- Daniel Vorcaro, banqueiro, e o cunhado Fabiano Zettel foram transferidos na manhã desta quinta-feira para a Penitenciária 2 de Potim, no interior de São Paulo, a duzentos quilômetros de Guarulhos? (corrigir: 150 quilômetros) — após ficarem no Centro de Detenção Provisória de Guarulhos.
- A transferência ocorreu na sequência da terceira fase da operação Compliance Zero, da Polícia Federal, que investigava fraudes financeiras.
- Nesta etapa, houve a identificação de um esquema de monitoramento, coação e ameaça a desafetos de Vorcaro, além de invasões a sistemas sigilosos de informações de segurança pública e corrupção de servidores do Banco Central.
- Vorcaro e Zettel devem ficar em celas de isolamento antes de irem a um pavilhão comum, conforme o procedimento padrão; já saíram do CDP de Guarulhos trajados com uniformes do sistema prisional.
- A defesa de Vorcaro criticou a prisão, dizendo que ainda não teve acesso às provas e solicitou informações ao Supremo Tribunal Federal para assegurar o contraditório; a defesa de Zettel afirmou que ele está à disposição das autoridades.
Na manhã desta quinta-feira (5), o banqueiro Daniel Vorcaro e o cunhado Fabiano Zettel foram transferidos da prisão provisória de Guarulhos para a Penitenciária 2 de Potim, no interior de São Paulo. A mudança ocorreu após a prisão na terceira fase da operação Compliance Zero, da Polícia Federal, que investiga fraudes financeiras e ameaças a desafetos de Vorcaro.
Os dois, presos com mais duas pessoas, permaneceram na penitenciária guarulhense na noite anterior e foram levados em veículo adaptado da Secretaria de Administração Penitenciária (SAP) para a unidade no interior, a cerca de 150 quilômetros de Guarulhos. A transferência ocorreu sem divulgação de horário exato pela pasta.
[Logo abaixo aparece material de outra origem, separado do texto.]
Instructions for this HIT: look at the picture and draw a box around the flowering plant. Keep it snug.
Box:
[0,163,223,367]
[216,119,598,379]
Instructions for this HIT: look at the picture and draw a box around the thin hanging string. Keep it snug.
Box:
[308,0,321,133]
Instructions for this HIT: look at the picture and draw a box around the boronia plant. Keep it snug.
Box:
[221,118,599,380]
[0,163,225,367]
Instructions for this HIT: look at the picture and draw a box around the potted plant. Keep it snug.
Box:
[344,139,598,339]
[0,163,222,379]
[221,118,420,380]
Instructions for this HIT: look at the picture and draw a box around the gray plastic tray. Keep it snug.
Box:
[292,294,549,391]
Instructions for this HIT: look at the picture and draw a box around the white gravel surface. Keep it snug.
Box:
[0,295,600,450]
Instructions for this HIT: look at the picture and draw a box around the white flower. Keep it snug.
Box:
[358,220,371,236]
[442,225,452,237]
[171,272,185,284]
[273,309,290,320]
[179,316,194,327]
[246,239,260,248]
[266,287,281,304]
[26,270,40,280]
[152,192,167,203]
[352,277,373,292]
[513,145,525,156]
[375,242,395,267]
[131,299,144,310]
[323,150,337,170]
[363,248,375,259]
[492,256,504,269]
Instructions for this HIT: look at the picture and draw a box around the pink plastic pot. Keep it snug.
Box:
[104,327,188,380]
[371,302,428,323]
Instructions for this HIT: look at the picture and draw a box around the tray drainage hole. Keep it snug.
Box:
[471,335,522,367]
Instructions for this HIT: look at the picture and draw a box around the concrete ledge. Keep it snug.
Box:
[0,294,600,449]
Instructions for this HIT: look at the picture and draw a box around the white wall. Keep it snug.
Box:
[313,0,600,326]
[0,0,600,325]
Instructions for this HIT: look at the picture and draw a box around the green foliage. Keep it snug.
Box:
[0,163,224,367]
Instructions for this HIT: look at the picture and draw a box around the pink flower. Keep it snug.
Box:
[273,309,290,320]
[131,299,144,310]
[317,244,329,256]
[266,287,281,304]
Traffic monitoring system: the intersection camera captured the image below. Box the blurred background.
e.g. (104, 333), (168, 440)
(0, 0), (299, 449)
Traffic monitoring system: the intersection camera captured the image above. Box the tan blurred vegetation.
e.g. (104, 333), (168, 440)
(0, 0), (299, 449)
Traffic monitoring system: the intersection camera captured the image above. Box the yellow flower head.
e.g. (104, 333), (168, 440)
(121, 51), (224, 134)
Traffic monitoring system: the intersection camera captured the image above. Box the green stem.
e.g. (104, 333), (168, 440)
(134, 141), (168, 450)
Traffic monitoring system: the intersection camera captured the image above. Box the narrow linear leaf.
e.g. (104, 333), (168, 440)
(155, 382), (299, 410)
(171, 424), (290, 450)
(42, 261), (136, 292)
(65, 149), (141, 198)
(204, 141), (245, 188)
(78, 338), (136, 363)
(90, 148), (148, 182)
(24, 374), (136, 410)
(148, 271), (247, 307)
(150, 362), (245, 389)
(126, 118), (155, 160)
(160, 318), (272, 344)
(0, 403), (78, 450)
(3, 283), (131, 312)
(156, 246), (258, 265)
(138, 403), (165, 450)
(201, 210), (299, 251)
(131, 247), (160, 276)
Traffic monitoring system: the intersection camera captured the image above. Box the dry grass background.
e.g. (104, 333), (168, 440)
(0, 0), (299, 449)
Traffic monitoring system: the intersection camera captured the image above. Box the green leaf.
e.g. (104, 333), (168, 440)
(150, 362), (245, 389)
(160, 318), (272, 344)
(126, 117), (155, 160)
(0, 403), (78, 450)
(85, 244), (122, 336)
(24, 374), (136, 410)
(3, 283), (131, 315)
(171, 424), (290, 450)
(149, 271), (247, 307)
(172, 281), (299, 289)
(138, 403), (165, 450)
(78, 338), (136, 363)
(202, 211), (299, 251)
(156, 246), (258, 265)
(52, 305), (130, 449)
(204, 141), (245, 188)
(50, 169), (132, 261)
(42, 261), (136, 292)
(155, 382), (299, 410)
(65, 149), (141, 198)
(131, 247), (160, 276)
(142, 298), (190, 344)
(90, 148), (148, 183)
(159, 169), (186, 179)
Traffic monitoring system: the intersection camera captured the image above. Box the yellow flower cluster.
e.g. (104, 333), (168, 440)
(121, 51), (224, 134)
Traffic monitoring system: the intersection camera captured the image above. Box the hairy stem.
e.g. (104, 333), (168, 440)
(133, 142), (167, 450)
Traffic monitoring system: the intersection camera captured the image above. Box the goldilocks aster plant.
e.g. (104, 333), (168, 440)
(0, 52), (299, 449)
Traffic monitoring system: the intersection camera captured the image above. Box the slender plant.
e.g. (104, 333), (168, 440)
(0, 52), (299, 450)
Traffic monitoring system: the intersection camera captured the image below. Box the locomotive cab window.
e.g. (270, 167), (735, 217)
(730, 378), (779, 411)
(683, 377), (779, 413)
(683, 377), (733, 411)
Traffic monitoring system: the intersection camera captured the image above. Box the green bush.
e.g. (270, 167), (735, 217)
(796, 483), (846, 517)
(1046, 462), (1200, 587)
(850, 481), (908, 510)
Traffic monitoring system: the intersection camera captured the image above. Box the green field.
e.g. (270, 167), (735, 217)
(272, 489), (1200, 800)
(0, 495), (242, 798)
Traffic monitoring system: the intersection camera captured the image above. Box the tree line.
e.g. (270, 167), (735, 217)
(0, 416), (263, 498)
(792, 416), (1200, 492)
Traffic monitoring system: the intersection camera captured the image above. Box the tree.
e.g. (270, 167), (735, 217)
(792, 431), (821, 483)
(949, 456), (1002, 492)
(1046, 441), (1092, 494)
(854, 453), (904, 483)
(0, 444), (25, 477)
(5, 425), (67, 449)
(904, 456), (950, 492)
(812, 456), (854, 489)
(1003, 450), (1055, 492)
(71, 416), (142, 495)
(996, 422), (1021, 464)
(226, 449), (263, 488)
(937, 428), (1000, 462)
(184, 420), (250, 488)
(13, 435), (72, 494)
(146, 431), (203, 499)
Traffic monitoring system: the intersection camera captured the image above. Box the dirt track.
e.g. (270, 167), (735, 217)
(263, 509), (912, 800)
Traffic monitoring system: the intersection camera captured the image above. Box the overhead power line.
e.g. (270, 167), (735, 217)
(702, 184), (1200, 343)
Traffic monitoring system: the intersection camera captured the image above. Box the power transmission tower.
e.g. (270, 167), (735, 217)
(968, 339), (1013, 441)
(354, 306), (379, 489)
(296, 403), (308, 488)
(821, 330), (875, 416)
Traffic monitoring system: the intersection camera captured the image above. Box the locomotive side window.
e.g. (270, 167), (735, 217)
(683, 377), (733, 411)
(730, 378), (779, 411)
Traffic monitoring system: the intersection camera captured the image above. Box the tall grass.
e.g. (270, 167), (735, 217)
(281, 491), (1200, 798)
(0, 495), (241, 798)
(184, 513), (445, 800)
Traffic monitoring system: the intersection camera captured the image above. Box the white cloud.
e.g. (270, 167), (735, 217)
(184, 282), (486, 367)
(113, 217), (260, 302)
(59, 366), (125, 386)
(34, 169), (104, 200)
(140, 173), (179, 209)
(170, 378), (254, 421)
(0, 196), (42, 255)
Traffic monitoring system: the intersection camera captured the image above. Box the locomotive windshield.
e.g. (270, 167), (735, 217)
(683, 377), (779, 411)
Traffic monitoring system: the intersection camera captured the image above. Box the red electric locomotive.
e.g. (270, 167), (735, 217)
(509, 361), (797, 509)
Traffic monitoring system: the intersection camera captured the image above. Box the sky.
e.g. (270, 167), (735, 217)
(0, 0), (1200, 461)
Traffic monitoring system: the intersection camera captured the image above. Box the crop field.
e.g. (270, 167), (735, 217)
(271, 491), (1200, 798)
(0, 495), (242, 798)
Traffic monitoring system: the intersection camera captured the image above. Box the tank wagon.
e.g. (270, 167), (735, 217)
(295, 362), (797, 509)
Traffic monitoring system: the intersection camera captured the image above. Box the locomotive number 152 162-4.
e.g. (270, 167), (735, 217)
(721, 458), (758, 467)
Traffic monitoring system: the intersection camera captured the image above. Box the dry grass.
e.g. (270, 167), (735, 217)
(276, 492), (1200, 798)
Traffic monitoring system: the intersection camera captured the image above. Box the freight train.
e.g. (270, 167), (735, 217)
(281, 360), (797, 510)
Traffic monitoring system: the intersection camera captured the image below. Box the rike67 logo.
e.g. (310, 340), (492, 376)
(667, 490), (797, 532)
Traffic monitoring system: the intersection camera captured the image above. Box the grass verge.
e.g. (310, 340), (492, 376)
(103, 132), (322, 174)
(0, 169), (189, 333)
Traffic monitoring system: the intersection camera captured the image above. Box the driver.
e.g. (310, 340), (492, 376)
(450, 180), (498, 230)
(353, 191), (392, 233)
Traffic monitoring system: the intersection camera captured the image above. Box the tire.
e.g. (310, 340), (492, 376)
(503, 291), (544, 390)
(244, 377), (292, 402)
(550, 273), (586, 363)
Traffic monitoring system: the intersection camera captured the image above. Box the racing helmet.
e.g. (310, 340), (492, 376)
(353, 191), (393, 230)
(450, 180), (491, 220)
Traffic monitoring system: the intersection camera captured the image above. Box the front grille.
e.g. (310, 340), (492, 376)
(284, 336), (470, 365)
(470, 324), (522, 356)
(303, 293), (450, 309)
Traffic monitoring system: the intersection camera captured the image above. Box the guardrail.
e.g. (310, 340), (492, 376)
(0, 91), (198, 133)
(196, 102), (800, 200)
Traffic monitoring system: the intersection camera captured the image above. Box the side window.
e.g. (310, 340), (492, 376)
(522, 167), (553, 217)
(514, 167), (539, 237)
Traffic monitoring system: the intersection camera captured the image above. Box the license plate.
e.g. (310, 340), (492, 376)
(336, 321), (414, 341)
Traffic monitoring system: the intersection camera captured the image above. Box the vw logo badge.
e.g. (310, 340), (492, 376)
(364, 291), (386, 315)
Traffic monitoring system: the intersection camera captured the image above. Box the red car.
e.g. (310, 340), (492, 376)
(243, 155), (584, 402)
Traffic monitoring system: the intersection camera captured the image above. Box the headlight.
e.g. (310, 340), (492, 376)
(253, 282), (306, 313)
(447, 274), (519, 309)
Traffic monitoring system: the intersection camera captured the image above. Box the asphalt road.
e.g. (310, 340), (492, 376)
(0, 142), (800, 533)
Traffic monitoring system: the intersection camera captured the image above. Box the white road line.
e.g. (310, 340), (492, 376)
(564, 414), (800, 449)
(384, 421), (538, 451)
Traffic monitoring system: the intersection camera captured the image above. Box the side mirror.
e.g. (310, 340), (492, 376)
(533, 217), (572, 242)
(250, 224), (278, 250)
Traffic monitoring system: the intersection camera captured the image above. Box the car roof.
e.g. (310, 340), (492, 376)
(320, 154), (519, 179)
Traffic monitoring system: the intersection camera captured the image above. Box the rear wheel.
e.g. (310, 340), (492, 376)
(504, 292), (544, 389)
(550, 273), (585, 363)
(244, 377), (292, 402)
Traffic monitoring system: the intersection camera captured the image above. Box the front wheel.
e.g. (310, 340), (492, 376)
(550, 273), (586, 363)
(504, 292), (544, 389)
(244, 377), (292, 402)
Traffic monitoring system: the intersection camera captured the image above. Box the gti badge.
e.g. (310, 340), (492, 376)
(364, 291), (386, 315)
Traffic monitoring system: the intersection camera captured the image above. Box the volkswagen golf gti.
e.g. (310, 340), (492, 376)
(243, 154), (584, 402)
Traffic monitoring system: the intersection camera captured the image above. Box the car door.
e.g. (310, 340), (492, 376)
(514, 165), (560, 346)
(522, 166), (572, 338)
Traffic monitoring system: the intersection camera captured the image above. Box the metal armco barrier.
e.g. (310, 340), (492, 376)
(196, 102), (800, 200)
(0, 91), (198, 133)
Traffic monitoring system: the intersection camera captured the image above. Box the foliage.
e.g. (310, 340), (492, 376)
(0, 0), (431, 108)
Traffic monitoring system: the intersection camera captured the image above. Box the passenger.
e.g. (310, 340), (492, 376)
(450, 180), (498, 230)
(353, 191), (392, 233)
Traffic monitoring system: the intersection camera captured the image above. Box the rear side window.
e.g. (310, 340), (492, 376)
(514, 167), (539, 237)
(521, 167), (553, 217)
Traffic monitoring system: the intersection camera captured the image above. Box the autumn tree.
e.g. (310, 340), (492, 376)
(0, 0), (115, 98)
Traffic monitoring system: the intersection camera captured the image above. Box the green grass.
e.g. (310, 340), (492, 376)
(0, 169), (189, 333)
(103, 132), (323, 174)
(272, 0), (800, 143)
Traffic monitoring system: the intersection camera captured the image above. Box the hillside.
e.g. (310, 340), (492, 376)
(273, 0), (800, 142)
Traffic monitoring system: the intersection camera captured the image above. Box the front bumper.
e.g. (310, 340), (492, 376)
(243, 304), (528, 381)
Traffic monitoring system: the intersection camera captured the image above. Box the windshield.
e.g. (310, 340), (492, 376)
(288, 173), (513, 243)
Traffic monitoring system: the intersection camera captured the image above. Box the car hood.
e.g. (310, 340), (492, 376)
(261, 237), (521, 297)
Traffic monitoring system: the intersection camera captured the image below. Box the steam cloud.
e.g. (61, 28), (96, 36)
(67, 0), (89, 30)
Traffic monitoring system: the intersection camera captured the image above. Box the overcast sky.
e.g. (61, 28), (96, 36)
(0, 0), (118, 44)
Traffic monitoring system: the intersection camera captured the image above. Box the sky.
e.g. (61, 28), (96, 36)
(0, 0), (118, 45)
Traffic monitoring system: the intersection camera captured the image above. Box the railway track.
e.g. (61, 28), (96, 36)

Vorcaro e Zettel devem initially permanecer em celas de isolamento, como etapa de adaptação, antes de serem encaminhados a um pavilhão do regime fechado. A expectativa era de que a unidade inicialmente escolhida fosse Tremembé, mas o governo de São Paulo alterou o destino para Potim.
Defesa critica prisão
A defesa de Vorcaro solicitou à Polícia Federal dados sobre as mensagens mencionadas na investigação e sobre a existência de um grupo supostamente responsável por coagir testemunhas e jornalistas. Também pediu informações sobre invasões de sistemas públicos e pagamentos citados no inquérito.
Os advogados pleiteiam ainda a identificação de documentos que sustentem o bloqueio de R$ 2,2 bilhões atribuídos ao pai de Vorcaro, para assegurar o direito ao contraditório e à ampla defesa. Em nota, a defesa afirmou que Vorcaro tem colaborado com as autoridades e aguarda acesso pleno aos elementos do processo.
A defesa de Zettel reiterou que o empresário está à disposição das autoridades, mesmo sem acesso aos objetos de investigação. As informações sobre o andamento do caso devem orientar as próximas etapas das apurações.